Previously, the Social Democrats have been against allowing Säpo to request intelligence from FRA, which–despite its name–is a civilian agency supporting the defence ministry that specialises in signals intelligence and offers support to government authorities and state-owned companies regarding IT security
In addition, Johansson wants his party to abandon an election promise to scrap a controversial wiretapping law that gave FRA sweeping surveillance powers.
The measure, known as the FRA law, was first approved by the Riksdag in 2008, only to be sent back for revision following complaints by privacy activists.
A revised person of the bill was approved in October 2009 which gives FRA — a civilian agency despite its name — the right to tap all cross-border internet and telephone communication.

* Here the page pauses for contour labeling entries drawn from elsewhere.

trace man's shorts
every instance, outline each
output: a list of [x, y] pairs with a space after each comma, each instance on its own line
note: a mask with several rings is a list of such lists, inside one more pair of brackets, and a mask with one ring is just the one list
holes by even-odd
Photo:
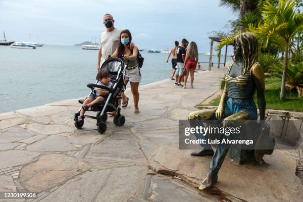
[[177, 70], [176, 70], [176, 75], [179, 76], [182, 75], [182, 72], [183, 71], [183, 65], [184, 64], [183, 62], [177, 62]]
[[177, 59], [171, 59], [171, 64], [172, 65], [172, 68], [174, 69], [177, 69]]

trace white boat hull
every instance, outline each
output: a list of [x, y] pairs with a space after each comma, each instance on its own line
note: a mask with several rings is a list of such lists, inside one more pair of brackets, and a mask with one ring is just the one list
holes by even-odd
[[10, 48], [14, 49], [36, 49], [36, 47], [26, 47], [26, 46], [12, 46]]
[[99, 50], [99, 48], [82, 48], [84, 50]]

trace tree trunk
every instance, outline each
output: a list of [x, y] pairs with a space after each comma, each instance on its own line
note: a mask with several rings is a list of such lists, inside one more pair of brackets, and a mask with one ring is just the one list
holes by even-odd
[[285, 80], [286, 78], [286, 71], [287, 70], [287, 65], [288, 63], [288, 47], [289, 42], [286, 42], [286, 47], [285, 48], [285, 54], [284, 57], [284, 66], [283, 67], [283, 75], [282, 80], [281, 83], [281, 92], [280, 92], [280, 100], [283, 101], [285, 99]]
[[[240, 20], [242, 20], [245, 15], [245, 11], [246, 10], [246, 0], [240, 0]], [[244, 28], [242, 26], [241, 27], [241, 30], [244, 32]]]

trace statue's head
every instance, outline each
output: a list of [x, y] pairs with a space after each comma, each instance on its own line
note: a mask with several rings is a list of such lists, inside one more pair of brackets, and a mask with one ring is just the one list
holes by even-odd
[[258, 42], [253, 34], [245, 32], [235, 37], [233, 46], [235, 61], [243, 61], [243, 74], [257, 61]]

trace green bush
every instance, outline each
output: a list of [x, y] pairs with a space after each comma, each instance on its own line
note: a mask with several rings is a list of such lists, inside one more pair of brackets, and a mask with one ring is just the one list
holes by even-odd
[[272, 72], [275, 68], [282, 68], [279, 57], [269, 53], [260, 54], [259, 62], [263, 68], [264, 73]]

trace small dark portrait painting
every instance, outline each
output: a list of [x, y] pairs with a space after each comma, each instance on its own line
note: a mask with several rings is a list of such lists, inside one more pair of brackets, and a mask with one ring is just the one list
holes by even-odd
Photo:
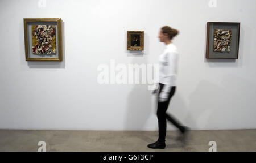
[[144, 31], [127, 31], [127, 50], [144, 50]]
[[131, 46], [140, 46], [139, 35], [133, 34], [131, 35]]

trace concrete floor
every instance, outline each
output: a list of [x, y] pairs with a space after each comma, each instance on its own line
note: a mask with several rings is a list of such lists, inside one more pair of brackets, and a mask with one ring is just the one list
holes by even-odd
[[39, 141], [46, 151], [208, 151], [215, 141], [217, 151], [256, 151], [256, 130], [191, 131], [187, 143], [179, 132], [168, 131], [166, 147], [147, 147], [158, 131], [0, 130], [0, 151], [37, 151]]

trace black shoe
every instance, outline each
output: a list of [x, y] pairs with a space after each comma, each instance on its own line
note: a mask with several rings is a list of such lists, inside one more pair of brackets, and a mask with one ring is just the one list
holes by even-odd
[[153, 149], [164, 149], [166, 148], [166, 143], [159, 142], [158, 141], [147, 145], [147, 147]]
[[181, 133], [180, 136], [178, 138], [180, 140], [186, 141], [187, 140], [188, 133], [189, 132], [190, 128], [186, 126], [183, 126], [182, 130], [180, 130]]

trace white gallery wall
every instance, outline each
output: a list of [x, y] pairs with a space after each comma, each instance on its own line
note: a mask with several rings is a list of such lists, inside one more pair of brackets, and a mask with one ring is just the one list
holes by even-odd
[[[97, 67], [158, 63], [163, 25], [180, 32], [167, 113], [192, 130], [255, 128], [255, 6], [254, 0], [1, 0], [0, 128], [157, 130], [148, 83], [100, 84]], [[25, 61], [23, 18], [40, 18], [63, 20], [62, 62]], [[207, 22], [241, 22], [238, 59], [205, 59]], [[133, 30], [144, 31], [144, 51], [126, 50]]]

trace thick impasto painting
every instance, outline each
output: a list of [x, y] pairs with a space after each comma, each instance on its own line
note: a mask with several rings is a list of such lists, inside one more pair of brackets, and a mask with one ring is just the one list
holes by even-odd
[[32, 52], [35, 54], [56, 54], [54, 25], [32, 25]]
[[230, 29], [214, 29], [214, 52], [230, 52]]

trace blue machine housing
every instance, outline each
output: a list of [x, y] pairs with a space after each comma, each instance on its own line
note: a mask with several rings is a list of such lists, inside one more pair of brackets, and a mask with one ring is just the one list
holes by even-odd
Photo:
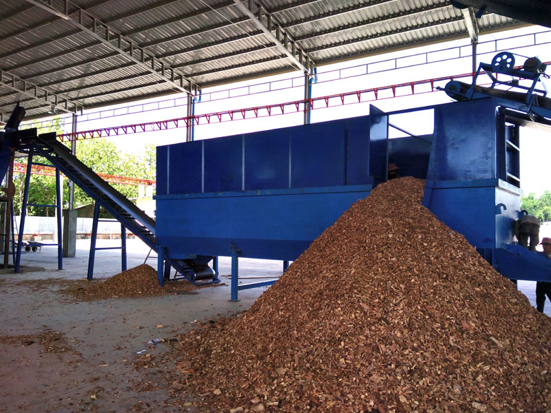
[[159, 248], [176, 259], [294, 260], [386, 178], [386, 118], [158, 147]]
[[[176, 258], [231, 256], [236, 299], [249, 288], [238, 287], [238, 257], [295, 260], [385, 180], [392, 162], [426, 180], [424, 205], [502, 274], [551, 280], [551, 262], [512, 245], [519, 127], [503, 105], [488, 97], [389, 114], [372, 106], [368, 116], [158, 147], [159, 248]], [[388, 139], [389, 116], [427, 109], [432, 135]]]

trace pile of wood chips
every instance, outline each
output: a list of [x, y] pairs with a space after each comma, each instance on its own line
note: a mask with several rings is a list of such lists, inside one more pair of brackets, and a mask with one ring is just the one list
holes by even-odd
[[178, 337], [201, 411], [551, 409], [551, 320], [421, 205], [424, 184], [379, 185], [242, 317]]
[[113, 297], [156, 297], [190, 291], [196, 288], [187, 279], [166, 282], [165, 287], [161, 287], [157, 279], [157, 270], [143, 264], [101, 282], [90, 284], [79, 280], [63, 292], [71, 295], [76, 299], [91, 301]]

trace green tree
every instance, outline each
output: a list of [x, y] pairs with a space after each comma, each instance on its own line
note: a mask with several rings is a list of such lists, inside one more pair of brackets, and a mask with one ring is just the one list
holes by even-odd
[[526, 209], [541, 222], [551, 221], [551, 192], [545, 191], [539, 198], [536, 198], [534, 193], [523, 196], [521, 198], [521, 209]]
[[[61, 133], [61, 120], [54, 118], [51, 125], [48, 125], [45, 131]], [[40, 133], [45, 133], [41, 129]], [[70, 144], [67, 142], [67, 146]], [[107, 173], [119, 176], [138, 178], [142, 179], [154, 179], [156, 165], [155, 147], [148, 145], [143, 153], [125, 154], [116, 148], [116, 145], [110, 140], [96, 138], [87, 140], [79, 140], [76, 143], [76, 157], [96, 173]], [[41, 157], [34, 156], [33, 162], [45, 163], [48, 161]], [[65, 182], [66, 179], [63, 180]], [[18, 174], [14, 177], [16, 185], [16, 194], [14, 198], [14, 209], [16, 214], [21, 213], [23, 202], [23, 195], [25, 187], [25, 175]], [[112, 185], [123, 195], [128, 198], [138, 196], [138, 187], [121, 184]], [[33, 174], [29, 185], [28, 203], [54, 204], [55, 202], [55, 178]], [[69, 187], [63, 185], [63, 208], [68, 207]], [[86, 193], [75, 185], [74, 204], [76, 206], [92, 202], [92, 200]], [[43, 206], [28, 206], [28, 213], [41, 216], [54, 215], [52, 208]]]

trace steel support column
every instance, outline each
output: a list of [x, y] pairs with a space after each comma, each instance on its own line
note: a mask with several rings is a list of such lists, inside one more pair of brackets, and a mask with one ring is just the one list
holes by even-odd
[[63, 269], [63, 232], [61, 229], [61, 175], [56, 168], [56, 213], [57, 215], [57, 269]]
[[92, 235], [90, 235], [90, 252], [88, 255], [89, 281], [94, 277], [94, 260], [96, 257], [96, 239], [98, 236], [98, 220], [99, 218], [99, 203], [94, 202], [94, 218], [92, 220]]
[[27, 216], [27, 203], [29, 199], [29, 184], [30, 184], [30, 173], [32, 167], [32, 155], [34, 153], [34, 148], [32, 147], [29, 150], [29, 156], [27, 160], [27, 175], [25, 177], [25, 189], [23, 191], [23, 202], [21, 202], [21, 218], [19, 220], [19, 234], [17, 237], [17, 251], [15, 255], [15, 273], [19, 272], [19, 264], [21, 261], [23, 235], [25, 229], [25, 217]]
[[238, 290], [239, 285], [239, 251], [231, 250], [231, 301], [238, 301]]

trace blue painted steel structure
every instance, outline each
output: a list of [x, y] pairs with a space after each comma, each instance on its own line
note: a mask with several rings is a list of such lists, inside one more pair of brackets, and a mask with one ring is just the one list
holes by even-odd
[[[386, 115], [158, 147], [156, 234], [172, 258], [290, 261], [386, 174]], [[380, 138], [380, 136], [383, 136]], [[159, 279], [163, 269], [158, 268]], [[271, 284], [273, 281], [267, 282]]]
[[21, 215], [19, 222], [19, 236], [17, 237], [17, 248], [15, 255], [15, 272], [19, 273], [20, 271], [21, 251], [23, 249], [23, 234], [25, 231], [25, 218], [27, 215], [28, 206], [47, 206], [56, 209], [56, 221], [57, 221], [57, 243], [52, 244], [43, 244], [41, 246], [57, 246], [57, 269], [63, 269], [63, 246], [61, 243], [61, 176], [59, 175], [59, 169], [56, 168], [56, 201], [55, 204], [29, 204], [29, 184], [30, 182], [31, 169], [34, 165], [43, 165], [46, 167], [51, 167], [52, 165], [44, 165], [41, 163], [34, 162], [32, 161], [34, 155], [34, 147], [31, 147], [28, 151], [28, 158], [27, 160], [27, 174], [25, 177], [25, 189], [23, 194], [23, 202], [21, 203]]

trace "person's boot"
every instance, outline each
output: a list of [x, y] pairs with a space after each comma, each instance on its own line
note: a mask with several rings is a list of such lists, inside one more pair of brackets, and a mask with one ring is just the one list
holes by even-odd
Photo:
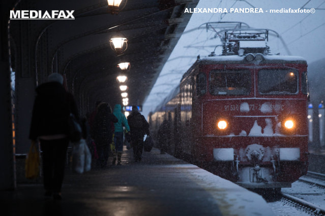
[[121, 158], [122, 157], [122, 153], [118, 152], [117, 153], [117, 165], [121, 165]]
[[115, 163], [116, 161], [116, 152], [114, 152], [113, 153], [113, 161], [112, 161], [112, 165], [115, 165]]

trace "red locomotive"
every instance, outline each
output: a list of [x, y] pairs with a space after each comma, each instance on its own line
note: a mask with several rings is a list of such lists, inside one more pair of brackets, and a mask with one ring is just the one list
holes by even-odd
[[198, 57], [150, 114], [158, 148], [248, 188], [279, 191], [306, 173], [307, 62], [269, 54], [270, 31], [218, 32], [223, 54]]

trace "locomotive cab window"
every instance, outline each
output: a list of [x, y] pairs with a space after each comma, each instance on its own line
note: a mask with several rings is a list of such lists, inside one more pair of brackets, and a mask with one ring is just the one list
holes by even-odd
[[308, 80], [307, 72], [304, 72], [302, 75], [301, 91], [303, 94], [308, 94]]
[[251, 89], [249, 70], [213, 70], [210, 73], [210, 94], [217, 95], [247, 95]]
[[196, 75], [196, 90], [198, 95], [203, 95], [206, 92], [206, 78], [204, 74]]
[[293, 69], [262, 69], [258, 72], [261, 94], [290, 94], [298, 92], [298, 72]]

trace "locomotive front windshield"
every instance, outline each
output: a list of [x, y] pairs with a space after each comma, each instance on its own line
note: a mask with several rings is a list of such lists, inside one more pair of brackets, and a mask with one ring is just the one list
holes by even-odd
[[258, 72], [258, 90], [261, 94], [296, 94], [298, 73], [292, 69], [262, 69]]
[[209, 79], [210, 94], [214, 95], [249, 94], [251, 80], [249, 70], [212, 70]]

“I urge the government to present a proposal that also facilitates allowing Säpo to get information from FRA,” Johansson told the newspaper.
Citing the terror attack in central Stockholm on Saturday, Johansson is seeking an agreement in the issue that crosses party lines.
The ruling centre-right government coalition parties have long agreed that Säpo should be able to order signals intelligence from FRA, but whether such decisions should be up to FRA or an independent body to manage it is a matter currently under investigation.
The proposal will be presented to Justice Minister Beatrice Ask in March.
Before the election, the Social Democrats and Green and Left Parties pledged to rescind the criticised FRA law. However, Johansson now said that he sees no sense in “starting over at square one.”
“The mistake was that Säpo was not allowed to take part and that can be corrected,” he said.
Since December of last year, Säpo has no longer been able to order surveillance from FRA. However, Säpo has still been able to receive information from FRA, and had the latter received information about a planned terrorist attack in Stockholm, Säpo would have also had access to the information.
The question many are asking, however, is whether or not the limitations for Säpo included in the FRA-law may have contributed to Saturday’s suicide bomber being completely unknown to Säpo prior to the attack.
“We need signals intelligence. But we don’t know it would have helped in this case, it would only be speculation,” Säpo spokeswoman Sofia Oliv told TT.